The Fed will continue to raise its key interest rates. In any case, Christopher Waller, one of the institution’s governors, declared it on Friday. According to him, these increases should occur at least until 2023, to curb inflation.
“Getting inflation back significantly and persistently towards our 2% target (will require) policy rate hikes until at least early next year,” Waller said, adding that the precise pace will depend on how the economy evolves. economy.
To curb demand, and thus relieve pressure on prices, the powerful Federal Reserve has been gradually raising rates since March. These are now in a range of 2.25 to 2.50%.

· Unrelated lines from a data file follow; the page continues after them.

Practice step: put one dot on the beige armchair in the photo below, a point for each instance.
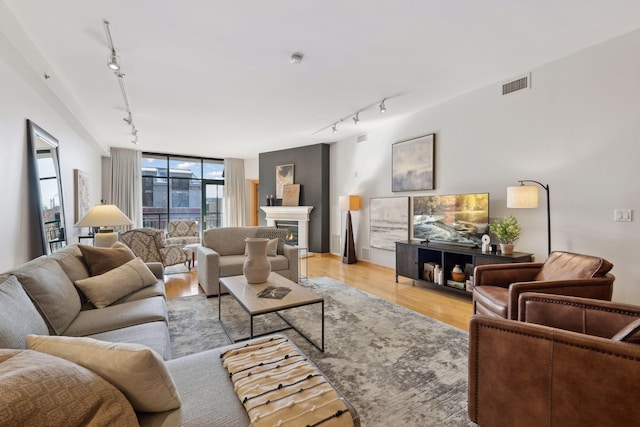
(498, 286)
(149, 244)
(182, 233)
(568, 362)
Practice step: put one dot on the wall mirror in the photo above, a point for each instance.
(45, 188)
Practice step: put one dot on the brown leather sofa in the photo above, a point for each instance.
(498, 286)
(569, 362)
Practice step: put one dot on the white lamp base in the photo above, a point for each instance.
(105, 240)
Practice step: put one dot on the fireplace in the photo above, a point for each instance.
(292, 229)
(298, 215)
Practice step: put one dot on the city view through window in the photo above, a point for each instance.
(176, 188)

An increase of 0.75 points is expected
An additional increase of three-quarters of a percentage point is expected at the next meeting on September 20-21. “I support a significant increase … to put our policy in a position to really slow demand,” said Christopher Waller, warning, however, that bringing inflation to around 2% considered healthy for the economy “will take time.” “
Inflation in the United States slowed in July, after reaching its highest level in more than 40 years in June. At 8.5% per year, according to the IPC index, it is still very high, however.

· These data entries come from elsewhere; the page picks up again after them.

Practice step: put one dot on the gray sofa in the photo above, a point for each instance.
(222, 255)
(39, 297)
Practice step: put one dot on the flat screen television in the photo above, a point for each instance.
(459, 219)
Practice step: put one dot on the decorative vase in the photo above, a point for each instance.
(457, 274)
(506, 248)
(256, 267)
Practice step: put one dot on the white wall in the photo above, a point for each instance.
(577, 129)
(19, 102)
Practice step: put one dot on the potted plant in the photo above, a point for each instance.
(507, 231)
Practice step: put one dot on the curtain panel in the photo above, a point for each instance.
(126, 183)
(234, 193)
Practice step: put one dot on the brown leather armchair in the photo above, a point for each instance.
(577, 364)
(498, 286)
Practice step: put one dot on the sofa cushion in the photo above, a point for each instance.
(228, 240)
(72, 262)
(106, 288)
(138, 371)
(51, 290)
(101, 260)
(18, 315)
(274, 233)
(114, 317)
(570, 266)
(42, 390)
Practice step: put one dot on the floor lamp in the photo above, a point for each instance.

“Signs of moderation in economic activity”
He believes that recession fears that “have faded and the strong US job market give us the flexibility to be aggressive in our fight against inflation.”
“We do not enter” a recession in the first half of 2022, he even stressed, while the figures “confirm that the Fed has reached its (target) of full employment, so my attention is focused on the fall in inflation”.
However, he noted “signs of moderation in economic activity,” particularly in the real estate market. “As we continue to raise rates, we will have to see, month by month, how households and companies adjust to the stricter financial conditions and how this adjustment affects inflation,” the governor also stressed.